Zinc plated rivets were treated in accordance with the following Examples.

Medium/Solution: 9.8% Sodium Silicate in de-ionized Water

Temperature: 149° F. (65° C.)

Time 7.5 min

Barrel size (2) Lusteron 2″×4″

Rotation; nominal 12 RPM

Example 1

(Corrosion Test—Group 1) Voltage to achieve 2.0 nominal amps 14 VAC

Current trend. 0 min. 2.9-3.0 amps, 3.5 min. 0.9-1.5 amps, 5.0 min. 0.8-1.0 amps, 7.5 min. 0.8-0.9 amps.

Rivet appearance shiny

Example 2

(Corrosion Test—Group 2) 10 amp target could not be reached stopped increasing voltage at 50 VAC

As voltage was increased a new short term peak could be reached then would diminish.

Current trend 0 min. 6-9 amps, 1 min. 3-4 amps, 3 min. 2.5-4.0 amps, 5 min. 1.5-3.0 amps.

Arcing visible inside barrels, Run terminated at 5 minutes after an arcing event. Continuity testing on the barrel danglers indicated infinite resistance.

Sanded dangler ends to remove buildup continuity restored

Dangler in neutral barrel black

Dangler in L1 barrel amber color

Rivet appearance dull gray.

Example 3

(Corrosion Test—Group 3) Voltage to achieve target 0.6 amps 2 VAC

Current trend 0 min. 0.6 amps, 1.5 min. 0.4-0.6 amps, 4 min. 0.3-0.6 amps, 7.5 min. 0.3-0.7 amps.

Rivet appearance shiny

The following Table summarizes the corrosion resistance of the Group of rivets when measured in accordance with ASTM B-117. FIG. 2 is a graphical representation of the corrosion resistance of these Groups.

		Part													Time
Group	Group Description	Type	Part. No.	Area	N	n	Min	Avg	n	Min	Avg	n	Min	Avg	(hours)
Group 01	Zinc(AC)EMC	Rivets	99020033	Main	20	20	72	127	19	192	289	19	216	322	648
AC Process	2 amps
	7.5 min. D/R/D
Group 02	Zinc(AC)EMC	Rivets	99020033	Main	20	17	96	315	3	384	520	3	432	560	648
AC Process	6 amps
	7.5 min. D/R/D
Group 03	Zinc(AC)EMC	Rivets	99020033	Main	20	20	24	104	20	144	253	20	144	276	504
AC Process	0.6 amps
	7.5 min. D/R/D
Group 04	Zinc Typical	Rivets	99020033	Main	20	20	24	52	20	120	157	20	144	172	240
DC Process	Line #3 EMC
	22 amps
	7.5 D/R/D

In view of the above, it will be seen that the several objects and advantages of the present invention have been achieved and other advantageous results have been obtained.

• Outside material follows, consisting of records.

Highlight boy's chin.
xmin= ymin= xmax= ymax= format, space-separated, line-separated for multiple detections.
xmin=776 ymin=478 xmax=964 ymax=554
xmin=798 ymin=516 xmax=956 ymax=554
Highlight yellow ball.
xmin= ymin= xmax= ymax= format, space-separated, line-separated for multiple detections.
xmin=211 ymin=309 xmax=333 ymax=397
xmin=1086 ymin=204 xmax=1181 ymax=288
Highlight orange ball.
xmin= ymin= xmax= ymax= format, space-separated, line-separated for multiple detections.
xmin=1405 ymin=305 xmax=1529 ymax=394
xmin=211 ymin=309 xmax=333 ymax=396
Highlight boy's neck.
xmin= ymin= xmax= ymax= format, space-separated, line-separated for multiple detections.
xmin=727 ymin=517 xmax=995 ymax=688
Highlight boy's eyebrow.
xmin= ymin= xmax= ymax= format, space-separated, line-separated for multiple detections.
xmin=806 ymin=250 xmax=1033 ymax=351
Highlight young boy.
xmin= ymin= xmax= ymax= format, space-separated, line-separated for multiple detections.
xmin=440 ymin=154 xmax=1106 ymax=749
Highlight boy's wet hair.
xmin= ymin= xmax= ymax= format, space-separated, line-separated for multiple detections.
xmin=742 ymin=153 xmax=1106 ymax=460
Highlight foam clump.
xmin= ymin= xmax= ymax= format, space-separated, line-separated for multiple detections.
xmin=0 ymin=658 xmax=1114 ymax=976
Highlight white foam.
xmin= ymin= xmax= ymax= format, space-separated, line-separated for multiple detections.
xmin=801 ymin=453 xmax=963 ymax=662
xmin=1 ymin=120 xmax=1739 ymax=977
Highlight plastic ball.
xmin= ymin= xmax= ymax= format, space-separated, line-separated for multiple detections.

As various changes could be made in the above constructions without departing from the scope of the invention, it is intended that all matter contained in the above description or shown in the accompanying drawings shall be interpreted as illustrative and not in a limiting sense.

Claims

1) A method for treating a metallic surface comprising:

contacting a metallic surface with a medium comprising at least one silicate, and;

providing an alternating current to the medium for a time and under conditions sufficient to improve the corrosion resistance of the metallic surface.

2) The method of claim 1 wherein the silicate comprises sodium silicate.

3) The method of claim 1 wherein the medium comprises water and at least one silicate.

4) The method of claim 1 wherein the metallic surface comprises at least one member selected from the group consisting of zinc, zinc nickel, tin zinc, and zinc iron.

5) The method of claim 1 wherein the providing comprises contacting the metallic surface with an alternating current while the metallic surface is at least partially in contact with the medium.